Biden knew the odds were close to impossible. As he put it, the pundits said he had a “snowman’s chance in August.” But what the hell? Biden was not one to turn down a challenge—just ask the kid who dared him to run beneath that moving dump truck. And the former football player inside couldn’t resist trying the Hail Mary.
“I am announcing today my candidacy for the United States Senate,” he said on March 20, 1972, before launching into a forty-minute speech—short for him! After the speech, he hopped in an old-timey propeller plane and flew around the state, with Beau sitting on his lap. Delawareans must have wondered…Who the hell is this guy? In one early poll, 18 percent of Delawareans had heard of Biden. Caleb Boggs? 93 percent.
He had a plan to get people to know him. And it pivoted around something very simple: coffee.
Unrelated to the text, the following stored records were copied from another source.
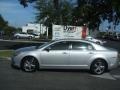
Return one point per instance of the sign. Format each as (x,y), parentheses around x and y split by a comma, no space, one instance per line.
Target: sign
(66,32)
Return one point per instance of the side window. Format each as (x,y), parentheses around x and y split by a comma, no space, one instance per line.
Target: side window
(81,46)
(59,46)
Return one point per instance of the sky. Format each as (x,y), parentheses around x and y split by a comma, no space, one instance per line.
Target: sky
(15,13)
(19,16)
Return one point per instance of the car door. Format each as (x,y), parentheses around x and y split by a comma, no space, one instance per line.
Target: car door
(55,55)
(80,53)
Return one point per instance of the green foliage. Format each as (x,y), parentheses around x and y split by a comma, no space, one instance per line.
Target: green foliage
(8,30)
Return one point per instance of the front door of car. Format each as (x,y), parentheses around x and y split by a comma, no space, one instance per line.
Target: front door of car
(55,55)
(80,53)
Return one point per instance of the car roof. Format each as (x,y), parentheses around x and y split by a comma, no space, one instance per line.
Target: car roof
(83,40)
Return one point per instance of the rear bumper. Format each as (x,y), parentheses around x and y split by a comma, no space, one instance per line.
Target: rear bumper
(14,64)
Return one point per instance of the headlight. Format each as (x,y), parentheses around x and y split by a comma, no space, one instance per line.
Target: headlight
(16,53)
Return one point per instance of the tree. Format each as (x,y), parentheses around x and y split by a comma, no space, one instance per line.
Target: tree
(3,23)
(90,12)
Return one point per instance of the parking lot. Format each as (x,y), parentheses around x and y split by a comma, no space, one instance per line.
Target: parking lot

Even before he officially announced, Biden knew he had to do something to get on the public’s radar. He couldn’t afford too much advertising, so he set out to do things the old-fashioned way, sitting down with voters over a cup of coffee to discuss the issues. The first coffee session would begin at 8 a.m., usually at a neighborhood woman’s house, and they would invite thirty to forty of her neighbors to join. Another session would begin just down the street at 9 a.m., also with thirty guests. Then another at 10 a.m., then 11 a.m., practically back-to-back for the entire day, sometimes until midnight. As always they did things as a family; Valerie, Neilia, and Joe’s mom all pitched in, showing up with coffee and doughnuts. (Joe’s mom was the “coffee chairman.”) He could meet with more than three hundred people per day. They sometimes
brought along Beau and Hunter, and just “carried them from house to house like footballs in wicker baskets.”
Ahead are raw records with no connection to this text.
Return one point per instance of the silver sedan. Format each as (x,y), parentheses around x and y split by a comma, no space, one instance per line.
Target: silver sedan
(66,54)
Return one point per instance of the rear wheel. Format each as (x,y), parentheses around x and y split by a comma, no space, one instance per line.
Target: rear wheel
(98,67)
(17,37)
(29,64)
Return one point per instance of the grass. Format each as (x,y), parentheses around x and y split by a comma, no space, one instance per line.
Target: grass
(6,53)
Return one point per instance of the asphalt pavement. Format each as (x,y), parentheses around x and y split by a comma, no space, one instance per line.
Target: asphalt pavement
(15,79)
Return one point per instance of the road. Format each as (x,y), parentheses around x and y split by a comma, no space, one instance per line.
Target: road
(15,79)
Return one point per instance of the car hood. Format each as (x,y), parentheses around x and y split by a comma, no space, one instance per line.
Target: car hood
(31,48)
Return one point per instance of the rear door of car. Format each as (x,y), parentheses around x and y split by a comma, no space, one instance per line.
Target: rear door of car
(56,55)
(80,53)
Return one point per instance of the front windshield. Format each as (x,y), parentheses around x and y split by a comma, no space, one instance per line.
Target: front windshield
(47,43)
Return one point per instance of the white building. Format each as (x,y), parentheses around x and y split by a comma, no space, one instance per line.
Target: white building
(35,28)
It’s a lesson that stuck with Joe for life. Decades later, during the 2008 election, after an eighteen-hour day he turned to one of his staffers, Herbie Ziskend, and told him, “The key to winning these things is you have to ask the people for their vote.” So simple, but the advice sort of blew Ziskend’s mind. In all the machinations of a modern election, it’s easy to forget these basic lessons, but they’re the things that Joe excels at—Just ask for their vote.
WISDOM OF JOE
Remember the basics.
Yet back in 1972, Biden knew coffee and charm weren’t enough. He knew that at twenty-nine years old, if he wanted to be taken seriously, he needed to command the issues and study the policy. So every Sunday night, Joe and Neilia invited PhDs and Fulbright scholars to their home, fed them plates of spaghetti, and then they geeked out over the tax code, domestic policy, and foreign affairs. He knew that people would ask, Is he just an empty smile, or does he have substance?
He gave speeches on civil rights, health care, and the folly of the Vietnam War. (Whether you agree with Biden’s policies or not, you have to give him credit for saying—for the most part—basically the same thing for fifty years. For this we can thank Joe’s grandfather, Grandpop Finnegan, who told him, Tell them what you really think, Joey. Let the chips fall where they may.)
Immediately Kaufman saw something special. This guy, Biden, he gets it. He doesn’t just spout the Democratic talking points. He thinks. He does his own thing. “These were issues that not a lot of elected officials had been talking about: The Democrats didn’t say much about balancing the budget. No one was saying that we have to do something about the environment,” remembered Kaufman. “He was for a strong criminal justice system. That was a no-no among Democrats. The Republicans were the people who were concerned about crime. But Joe Biden talked about the fact that the people who were getting hurt by crime were our people.”